It was first awarded in 1944, and the list of former recipients reads like a who’s who of best New Zealand’s best composers over the years, including Douglas Lilburn, Edwin Carr and Sir William Southgate.
"I’m very grateful for this prize and the competition itself. Thank you to the late Philip Neill’s family and the University."
This is the second time Mr Newall has been awarded it. In 2012 he won the award for a piece called Scientists – for which students of the University’s Centre for Science Communication wrote the lyrics.
Head of the Music Programme, Professor Anthony Ritchie congratulates Mr Newall on his success.
“Corwin has a vibrant musical imagination. He thinks outside the square and enjoys innovating, but at the same time is not afraid to entertain the audience which is not something all composers do these days! He has an excellent grasp of technique and knows how to write for instruments.
“#Babylife is a bubbly, energetic piece for two pianos, which has an active role of the page turner.

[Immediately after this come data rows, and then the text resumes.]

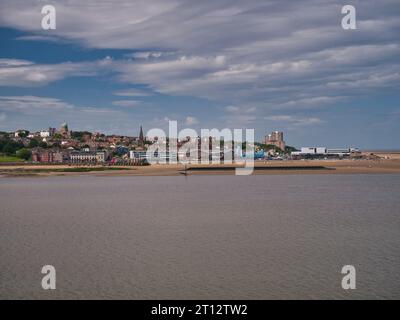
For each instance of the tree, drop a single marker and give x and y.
(43, 144)
(11, 147)
(33, 143)
(24, 153)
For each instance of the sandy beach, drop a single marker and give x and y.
(379, 166)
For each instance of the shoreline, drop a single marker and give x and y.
(381, 166)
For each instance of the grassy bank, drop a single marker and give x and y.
(10, 159)
(33, 171)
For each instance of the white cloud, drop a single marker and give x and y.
(275, 53)
(191, 121)
(295, 120)
(126, 103)
(132, 93)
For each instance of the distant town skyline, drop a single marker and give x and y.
(277, 65)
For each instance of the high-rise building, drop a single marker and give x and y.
(64, 130)
(276, 138)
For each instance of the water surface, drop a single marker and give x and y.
(200, 237)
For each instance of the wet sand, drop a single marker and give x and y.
(263, 167)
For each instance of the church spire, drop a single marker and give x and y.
(141, 137)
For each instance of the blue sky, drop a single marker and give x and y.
(267, 65)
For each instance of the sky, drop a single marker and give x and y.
(111, 66)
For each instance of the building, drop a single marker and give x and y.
(47, 133)
(276, 139)
(88, 156)
(48, 156)
(64, 131)
(21, 133)
(324, 153)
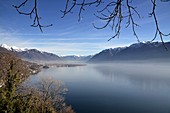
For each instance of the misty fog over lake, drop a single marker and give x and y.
(114, 88)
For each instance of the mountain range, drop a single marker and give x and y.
(137, 51)
(36, 55)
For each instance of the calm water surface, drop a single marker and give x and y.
(115, 88)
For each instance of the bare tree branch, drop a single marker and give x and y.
(34, 11)
(158, 31)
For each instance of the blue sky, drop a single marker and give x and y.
(67, 36)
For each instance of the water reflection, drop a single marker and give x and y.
(146, 76)
(115, 88)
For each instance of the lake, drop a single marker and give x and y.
(115, 88)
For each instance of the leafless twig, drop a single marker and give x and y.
(158, 31)
(34, 11)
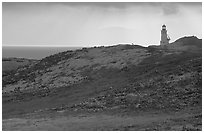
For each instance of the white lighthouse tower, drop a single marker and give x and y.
(164, 37)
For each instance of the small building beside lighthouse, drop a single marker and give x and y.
(164, 37)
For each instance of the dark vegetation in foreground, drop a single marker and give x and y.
(167, 83)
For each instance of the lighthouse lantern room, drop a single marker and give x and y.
(164, 37)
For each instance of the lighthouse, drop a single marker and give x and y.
(164, 37)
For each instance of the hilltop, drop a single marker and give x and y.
(120, 79)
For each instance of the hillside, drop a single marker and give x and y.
(9, 64)
(116, 80)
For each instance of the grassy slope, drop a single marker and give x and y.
(99, 82)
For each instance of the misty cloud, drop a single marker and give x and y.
(88, 23)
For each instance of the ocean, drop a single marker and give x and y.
(33, 52)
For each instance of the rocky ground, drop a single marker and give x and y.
(122, 87)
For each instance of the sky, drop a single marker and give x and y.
(97, 24)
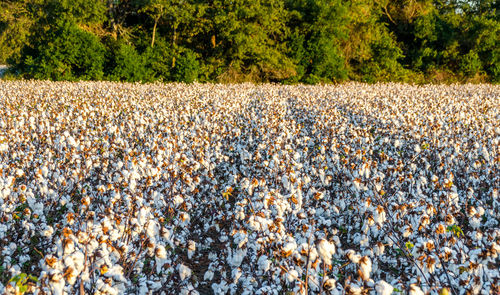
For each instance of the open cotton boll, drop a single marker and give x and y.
(415, 290)
(292, 275)
(209, 275)
(184, 272)
(264, 263)
(365, 266)
(384, 288)
(326, 251)
(353, 256)
(191, 246)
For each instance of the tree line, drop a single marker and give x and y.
(286, 41)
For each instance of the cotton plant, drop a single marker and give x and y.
(264, 189)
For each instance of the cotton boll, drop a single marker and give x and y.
(191, 248)
(263, 263)
(365, 265)
(326, 251)
(292, 275)
(383, 288)
(415, 290)
(353, 256)
(209, 275)
(184, 272)
(329, 283)
(236, 274)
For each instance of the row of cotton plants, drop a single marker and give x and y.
(109, 188)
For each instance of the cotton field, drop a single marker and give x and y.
(110, 188)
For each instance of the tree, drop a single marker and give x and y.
(317, 29)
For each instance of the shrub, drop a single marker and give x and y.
(124, 63)
(64, 52)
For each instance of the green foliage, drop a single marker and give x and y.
(186, 67)
(288, 41)
(125, 63)
(64, 52)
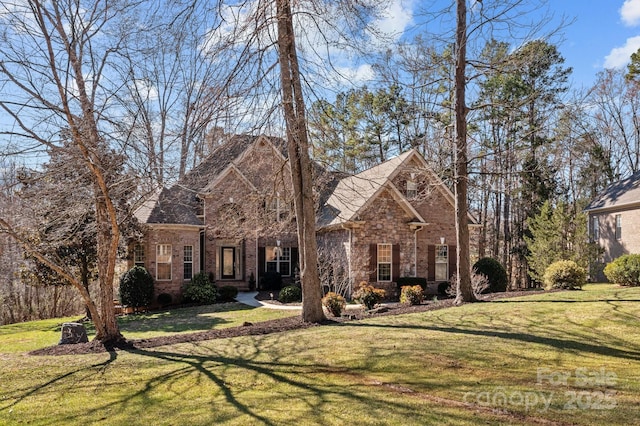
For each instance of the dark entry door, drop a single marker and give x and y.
(228, 263)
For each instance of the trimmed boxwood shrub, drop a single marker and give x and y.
(290, 294)
(565, 274)
(136, 287)
(227, 293)
(335, 303)
(271, 280)
(495, 273)
(164, 299)
(411, 294)
(625, 270)
(368, 295)
(411, 281)
(200, 290)
(443, 288)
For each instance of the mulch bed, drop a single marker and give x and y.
(252, 329)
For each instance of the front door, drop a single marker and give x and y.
(228, 263)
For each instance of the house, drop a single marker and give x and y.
(232, 217)
(614, 221)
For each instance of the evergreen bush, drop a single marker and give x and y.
(200, 290)
(565, 274)
(136, 287)
(335, 303)
(164, 299)
(412, 295)
(625, 270)
(411, 281)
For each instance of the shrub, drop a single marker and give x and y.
(625, 270)
(368, 295)
(164, 299)
(290, 294)
(443, 288)
(495, 273)
(200, 290)
(227, 293)
(564, 274)
(136, 287)
(271, 280)
(335, 303)
(411, 281)
(413, 295)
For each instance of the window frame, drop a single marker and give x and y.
(279, 256)
(139, 258)
(185, 262)
(163, 258)
(411, 189)
(441, 260)
(384, 262)
(595, 229)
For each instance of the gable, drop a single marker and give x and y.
(623, 194)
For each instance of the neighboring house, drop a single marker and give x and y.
(614, 220)
(232, 217)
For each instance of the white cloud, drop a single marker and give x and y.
(356, 76)
(620, 56)
(395, 19)
(630, 12)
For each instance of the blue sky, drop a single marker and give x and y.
(603, 33)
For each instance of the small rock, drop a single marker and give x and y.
(72, 333)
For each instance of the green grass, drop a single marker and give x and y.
(413, 369)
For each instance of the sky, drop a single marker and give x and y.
(602, 33)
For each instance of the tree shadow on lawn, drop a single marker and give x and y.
(299, 380)
(101, 366)
(180, 320)
(564, 344)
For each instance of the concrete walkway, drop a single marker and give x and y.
(249, 298)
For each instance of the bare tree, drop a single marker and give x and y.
(55, 85)
(464, 290)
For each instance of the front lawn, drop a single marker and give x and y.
(556, 358)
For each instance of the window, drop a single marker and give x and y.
(163, 262)
(138, 255)
(442, 263)
(384, 262)
(279, 260)
(188, 263)
(278, 207)
(412, 189)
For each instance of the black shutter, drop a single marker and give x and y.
(453, 257)
(431, 263)
(395, 262)
(261, 261)
(373, 263)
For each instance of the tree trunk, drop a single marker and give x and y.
(300, 164)
(464, 291)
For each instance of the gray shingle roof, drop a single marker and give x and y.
(353, 192)
(179, 204)
(621, 194)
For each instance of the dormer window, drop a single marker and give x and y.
(412, 189)
(279, 207)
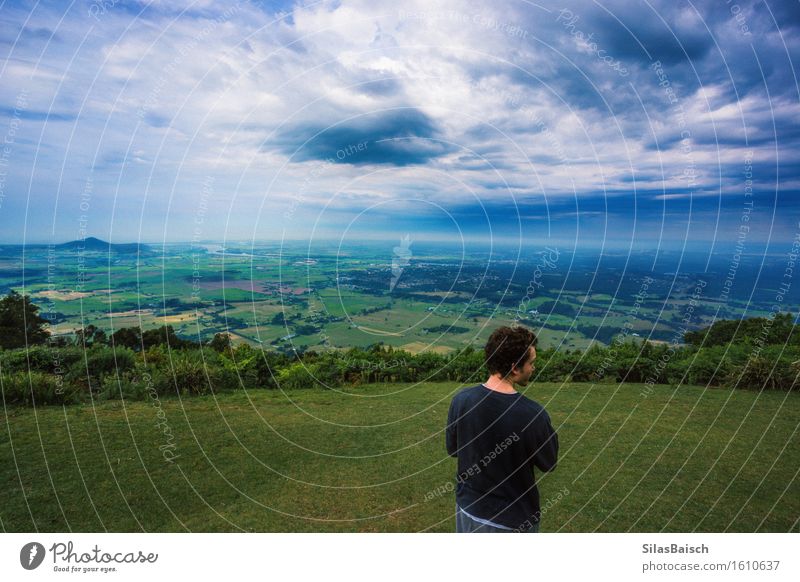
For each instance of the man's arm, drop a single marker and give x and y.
(545, 455)
(450, 434)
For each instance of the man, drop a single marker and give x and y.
(499, 435)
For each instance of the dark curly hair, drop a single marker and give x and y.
(508, 347)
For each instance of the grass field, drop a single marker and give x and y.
(372, 459)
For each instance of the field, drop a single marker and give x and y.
(371, 459)
(293, 297)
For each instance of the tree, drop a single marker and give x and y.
(221, 342)
(20, 323)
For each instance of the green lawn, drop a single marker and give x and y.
(372, 458)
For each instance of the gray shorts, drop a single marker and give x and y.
(465, 523)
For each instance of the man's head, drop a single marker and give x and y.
(510, 353)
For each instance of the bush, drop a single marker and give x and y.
(37, 389)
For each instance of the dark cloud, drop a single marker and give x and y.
(399, 138)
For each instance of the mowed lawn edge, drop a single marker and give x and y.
(371, 459)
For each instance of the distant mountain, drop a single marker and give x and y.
(97, 245)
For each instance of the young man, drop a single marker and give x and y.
(499, 435)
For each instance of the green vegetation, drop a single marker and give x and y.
(372, 459)
(132, 365)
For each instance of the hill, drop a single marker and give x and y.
(372, 459)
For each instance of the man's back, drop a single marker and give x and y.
(498, 439)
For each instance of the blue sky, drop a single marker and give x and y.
(625, 124)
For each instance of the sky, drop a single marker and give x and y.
(620, 124)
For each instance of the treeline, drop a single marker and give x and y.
(72, 373)
(761, 353)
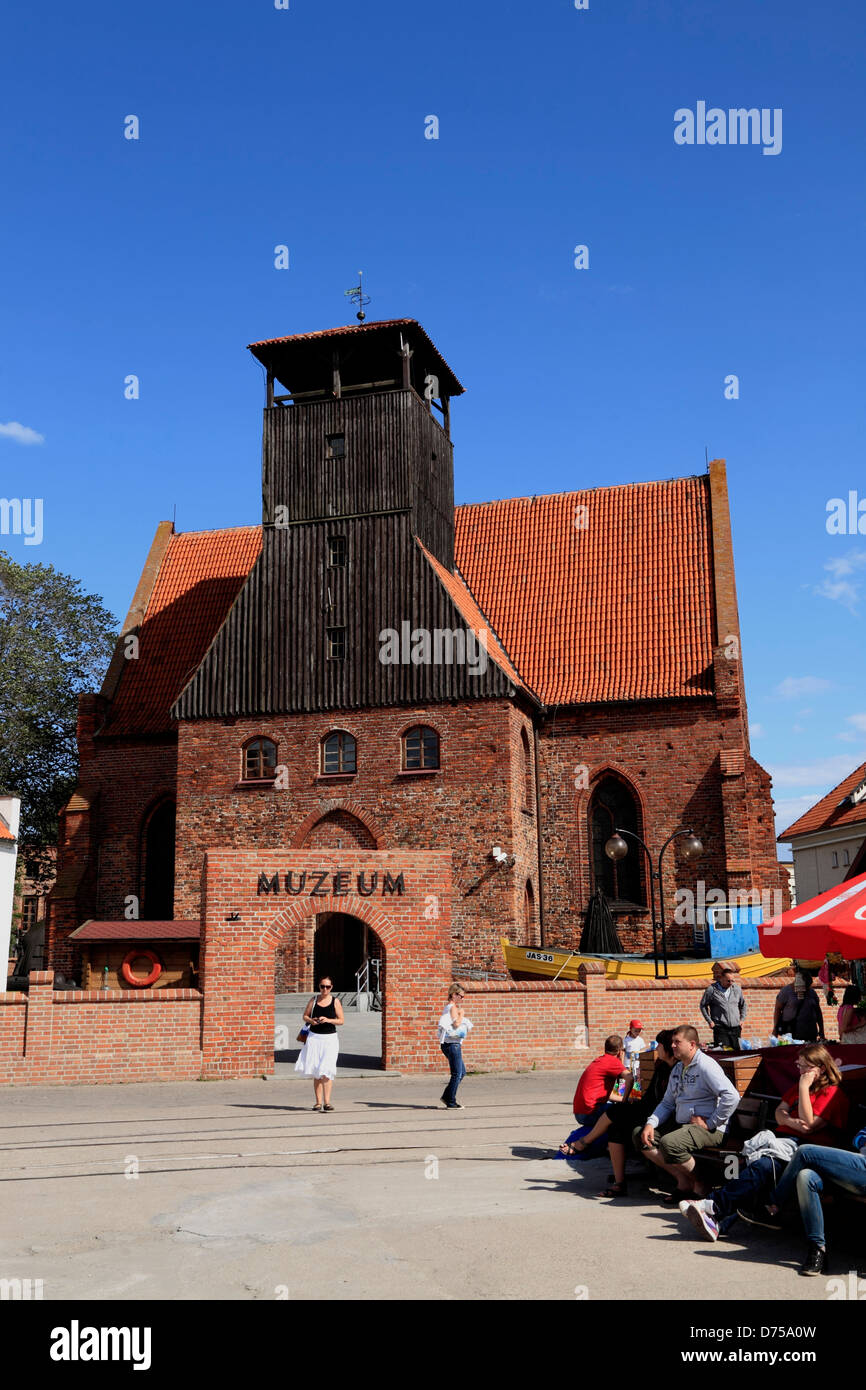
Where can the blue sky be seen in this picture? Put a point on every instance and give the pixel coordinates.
(556, 128)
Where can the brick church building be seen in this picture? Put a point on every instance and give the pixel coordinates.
(376, 669)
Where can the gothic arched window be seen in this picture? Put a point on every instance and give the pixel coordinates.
(526, 769)
(615, 806)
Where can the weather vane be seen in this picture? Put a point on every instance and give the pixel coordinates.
(359, 298)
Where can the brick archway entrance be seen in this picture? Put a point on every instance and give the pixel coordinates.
(257, 901)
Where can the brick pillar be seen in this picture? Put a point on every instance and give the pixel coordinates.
(592, 975)
(39, 1020)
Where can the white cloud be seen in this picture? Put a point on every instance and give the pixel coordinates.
(841, 588)
(795, 685)
(820, 776)
(21, 434)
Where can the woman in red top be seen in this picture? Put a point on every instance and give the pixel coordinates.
(595, 1083)
(815, 1109)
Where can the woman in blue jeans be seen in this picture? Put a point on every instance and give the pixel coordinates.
(453, 1026)
(806, 1173)
(816, 1102)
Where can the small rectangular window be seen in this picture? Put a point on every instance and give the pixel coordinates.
(337, 644)
(337, 551)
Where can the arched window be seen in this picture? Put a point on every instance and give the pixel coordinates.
(528, 911)
(615, 806)
(420, 748)
(338, 754)
(259, 759)
(527, 769)
(157, 863)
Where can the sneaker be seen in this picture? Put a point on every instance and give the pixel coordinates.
(761, 1216)
(702, 1221)
(704, 1203)
(815, 1261)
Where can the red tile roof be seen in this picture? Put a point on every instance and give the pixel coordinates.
(471, 615)
(827, 813)
(138, 931)
(616, 610)
(332, 332)
(196, 585)
(612, 602)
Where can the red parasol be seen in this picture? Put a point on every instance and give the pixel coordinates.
(836, 920)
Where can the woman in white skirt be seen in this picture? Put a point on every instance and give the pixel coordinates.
(317, 1058)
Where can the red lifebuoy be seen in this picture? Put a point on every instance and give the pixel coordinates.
(135, 980)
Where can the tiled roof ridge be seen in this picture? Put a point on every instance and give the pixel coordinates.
(852, 780)
(576, 492)
(473, 597)
(338, 328)
(218, 530)
(442, 574)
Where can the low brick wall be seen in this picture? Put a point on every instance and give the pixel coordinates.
(89, 1036)
(103, 1036)
(663, 1004)
(523, 1023)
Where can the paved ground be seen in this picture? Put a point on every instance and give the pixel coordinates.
(243, 1193)
(360, 1037)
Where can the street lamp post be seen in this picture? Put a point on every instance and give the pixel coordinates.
(616, 849)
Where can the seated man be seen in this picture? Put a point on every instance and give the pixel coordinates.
(808, 1171)
(594, 1086)
(701, 1098)
(813, 1111)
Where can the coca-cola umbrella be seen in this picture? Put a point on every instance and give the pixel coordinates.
(836, 920)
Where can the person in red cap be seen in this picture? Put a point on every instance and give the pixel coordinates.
(633, 1045)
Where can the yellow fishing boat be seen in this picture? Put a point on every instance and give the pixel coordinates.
(565, 965)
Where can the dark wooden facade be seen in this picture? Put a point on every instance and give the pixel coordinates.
(391, 483)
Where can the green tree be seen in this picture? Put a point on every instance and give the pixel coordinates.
(56, 641)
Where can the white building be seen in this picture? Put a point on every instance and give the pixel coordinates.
(829, 840)
(10, 815)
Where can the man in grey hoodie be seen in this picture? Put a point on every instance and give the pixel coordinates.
(723, 1007)
(701, 1100)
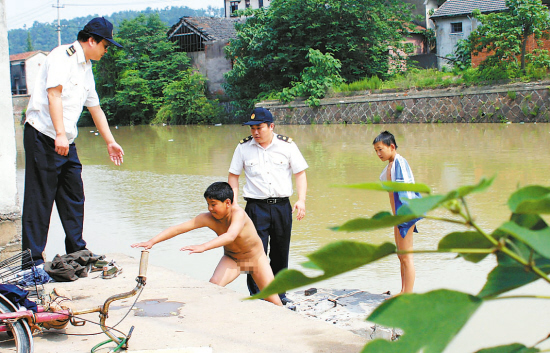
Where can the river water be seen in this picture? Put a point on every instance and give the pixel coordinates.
(167, 168)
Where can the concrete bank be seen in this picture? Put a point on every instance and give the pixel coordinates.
(176, 313)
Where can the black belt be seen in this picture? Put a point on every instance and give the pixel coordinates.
(270, 200)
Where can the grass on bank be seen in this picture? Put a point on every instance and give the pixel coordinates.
(433, 78)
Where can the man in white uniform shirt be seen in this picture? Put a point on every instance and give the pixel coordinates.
(269, 160)
(52, 168)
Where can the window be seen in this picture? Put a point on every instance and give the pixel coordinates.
(456, 27)
(234, 7)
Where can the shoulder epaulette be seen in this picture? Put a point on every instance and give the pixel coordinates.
(246, 139)
(71, 50)
(284, 138)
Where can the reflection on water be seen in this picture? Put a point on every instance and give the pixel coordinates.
(167, 169)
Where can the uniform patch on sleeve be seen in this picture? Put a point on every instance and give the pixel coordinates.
(71, 50)
(284, 138)
(246, 139)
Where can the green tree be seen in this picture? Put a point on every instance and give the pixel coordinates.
(505, 34)
(271, 48)
(315, 80)
(44, 35)
(134, 82)
(521, 246)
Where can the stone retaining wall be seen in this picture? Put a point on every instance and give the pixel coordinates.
(20, 103)
(523, 102)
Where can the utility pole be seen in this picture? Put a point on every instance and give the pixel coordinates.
(58, 23)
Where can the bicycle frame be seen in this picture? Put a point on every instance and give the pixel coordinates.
(33, 319)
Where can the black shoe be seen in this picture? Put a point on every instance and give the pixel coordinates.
(285, 300)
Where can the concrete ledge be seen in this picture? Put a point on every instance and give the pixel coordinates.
(200, 315)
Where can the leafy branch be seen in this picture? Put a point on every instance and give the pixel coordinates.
(521, 247)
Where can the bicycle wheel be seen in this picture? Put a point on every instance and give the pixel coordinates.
(19, 338)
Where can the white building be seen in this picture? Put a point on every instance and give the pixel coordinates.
(230, 6)
(454, 21)
(24, 69)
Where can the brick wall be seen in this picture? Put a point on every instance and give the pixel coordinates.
(493, 104)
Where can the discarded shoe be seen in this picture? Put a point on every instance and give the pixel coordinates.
(98, 265)
(285, 300)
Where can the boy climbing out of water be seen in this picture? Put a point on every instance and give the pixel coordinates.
(398, 170)
(243, 248)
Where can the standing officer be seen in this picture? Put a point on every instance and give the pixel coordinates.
(269, 160)
(52, 169)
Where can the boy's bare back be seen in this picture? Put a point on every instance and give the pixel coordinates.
(247, 243)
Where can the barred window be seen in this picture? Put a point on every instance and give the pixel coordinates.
(456, 27)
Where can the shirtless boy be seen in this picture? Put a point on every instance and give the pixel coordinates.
(243, 248)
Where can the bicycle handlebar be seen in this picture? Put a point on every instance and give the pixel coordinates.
(143, 264)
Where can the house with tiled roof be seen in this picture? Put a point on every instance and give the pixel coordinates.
(24, 69)
(204, 40)
(454, 21)
(231, 6)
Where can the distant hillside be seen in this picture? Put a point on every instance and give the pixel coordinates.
(43, 36)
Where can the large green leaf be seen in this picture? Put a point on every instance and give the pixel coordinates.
(530, 199)
(466, 240)
(510, 275)
(539, 240)
(512, 348)
(379, 220)
(391, 186)
(334, 259)
(430, 320)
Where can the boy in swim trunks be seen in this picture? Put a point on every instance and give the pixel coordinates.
(243, 248)
(398, 170)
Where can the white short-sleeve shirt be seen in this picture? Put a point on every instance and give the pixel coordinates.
(268, 171)
(75, 74)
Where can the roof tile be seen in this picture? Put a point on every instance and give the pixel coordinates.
(453, 8)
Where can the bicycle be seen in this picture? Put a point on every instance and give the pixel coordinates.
(20, 325)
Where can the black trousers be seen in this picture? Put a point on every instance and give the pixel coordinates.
(273, 223)
(51, 177)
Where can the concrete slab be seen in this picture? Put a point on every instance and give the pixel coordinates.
(180, 313)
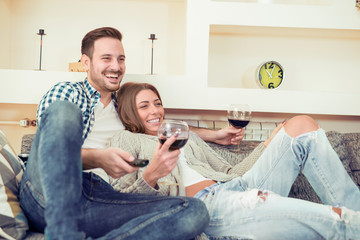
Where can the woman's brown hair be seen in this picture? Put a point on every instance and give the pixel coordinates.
(127, 109)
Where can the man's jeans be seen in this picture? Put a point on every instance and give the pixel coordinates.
(68, 204)
(256, 205)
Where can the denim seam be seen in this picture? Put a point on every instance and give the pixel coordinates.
(153, 219)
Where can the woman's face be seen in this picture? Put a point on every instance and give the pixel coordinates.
(150, 110)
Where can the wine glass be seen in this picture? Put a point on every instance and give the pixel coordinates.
(169, 128)
(239, 115)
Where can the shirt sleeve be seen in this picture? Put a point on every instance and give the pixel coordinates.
(61, 91)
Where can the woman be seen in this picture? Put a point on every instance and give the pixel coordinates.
(247, 200)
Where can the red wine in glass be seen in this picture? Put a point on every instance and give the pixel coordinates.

The page turner represents a baby between the two parents, represented by the pianists.
“Corwin enjoys the theatrical nature of music as well as the aural, and this piece certainly features that.”
For Mr Newall, winning is a validation that he is still able to write music despite now working as a software developer.
“When I won this prize before, I was in the thick of it at University studying music and computer science. I’ve been working as a software developer for the past few years now, which has left me with less time for composition.
“I’m very grateful for this prize and the competition itself. Thank you to the late Philip Neill’s family and the University.”
Professor Ritchie says the University is looking forward to mounting a performance of #Babylife in 2019.